O professor Pedro Mara, durante assembleia de greve no Circo Voador, no Rio O professor Pedro Mara, durante assembleia de greve no Circo Voador, no Rio / Luiz Fernando Nabuco/Aduff

Terceira e última parte da entrevista com o professor Pedro Mara, doutor pela Faculdade de Educação da UFRJ, e que integra o Comando de Greve da rede estadual de ensino no Rio de Janeiro

Para o professor Pedro Mara, o Novo Ensino Médio é uma mentira e parte de um golpe. Nesta parte da entrevista à reportagem da Aduff, o professor da rede estadual de ensino no Rio de Janeiro, que está em greve desde 17 de maio de 2023, explica porque o movimento defende a revogação deste modelo. 

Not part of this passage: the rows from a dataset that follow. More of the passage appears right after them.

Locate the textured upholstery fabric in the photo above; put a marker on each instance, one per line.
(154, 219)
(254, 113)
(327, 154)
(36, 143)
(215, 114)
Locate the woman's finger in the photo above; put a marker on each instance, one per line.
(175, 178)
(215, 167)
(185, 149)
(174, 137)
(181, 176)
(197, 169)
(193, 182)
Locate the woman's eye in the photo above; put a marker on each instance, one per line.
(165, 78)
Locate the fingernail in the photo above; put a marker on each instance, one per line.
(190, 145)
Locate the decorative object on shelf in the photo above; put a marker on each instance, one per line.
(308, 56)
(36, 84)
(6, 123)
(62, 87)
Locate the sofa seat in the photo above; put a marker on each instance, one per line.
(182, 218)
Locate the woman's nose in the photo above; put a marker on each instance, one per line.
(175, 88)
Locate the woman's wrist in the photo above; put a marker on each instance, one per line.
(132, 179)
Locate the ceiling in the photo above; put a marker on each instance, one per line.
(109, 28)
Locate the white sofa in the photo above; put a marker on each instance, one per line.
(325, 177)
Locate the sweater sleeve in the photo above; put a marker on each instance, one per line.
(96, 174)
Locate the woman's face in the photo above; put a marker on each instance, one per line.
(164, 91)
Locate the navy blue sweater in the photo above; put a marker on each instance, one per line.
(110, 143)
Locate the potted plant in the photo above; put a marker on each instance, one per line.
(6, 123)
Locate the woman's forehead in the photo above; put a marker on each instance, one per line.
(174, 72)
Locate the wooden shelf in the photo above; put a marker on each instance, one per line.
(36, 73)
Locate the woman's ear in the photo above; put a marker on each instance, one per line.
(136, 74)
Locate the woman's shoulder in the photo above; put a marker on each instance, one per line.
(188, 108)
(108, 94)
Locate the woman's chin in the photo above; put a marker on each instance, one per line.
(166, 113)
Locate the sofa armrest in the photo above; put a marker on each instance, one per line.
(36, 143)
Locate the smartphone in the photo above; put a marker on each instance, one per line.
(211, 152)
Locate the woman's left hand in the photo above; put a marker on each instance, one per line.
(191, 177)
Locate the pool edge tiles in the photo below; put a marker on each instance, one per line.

Também aborda o impacto da implantação entre docentes, onde, diz, a insatisfação aumentou, e entre estudantes, que, avalia, ainda não estão bem informados sobre o que representa essa proposta, adotada 'sem qualquer diálogo ou debate'. 

Aborda ainda a ideologia do empreendimento, um dos pilares do modelo. "É mais uma palavra, um cavalo de tróia, um canto de sereia", vendido como solução, porém, na prática, avalia, "uma gestão da pobreza" que esvazia "a escola do seu conteúdo crítico".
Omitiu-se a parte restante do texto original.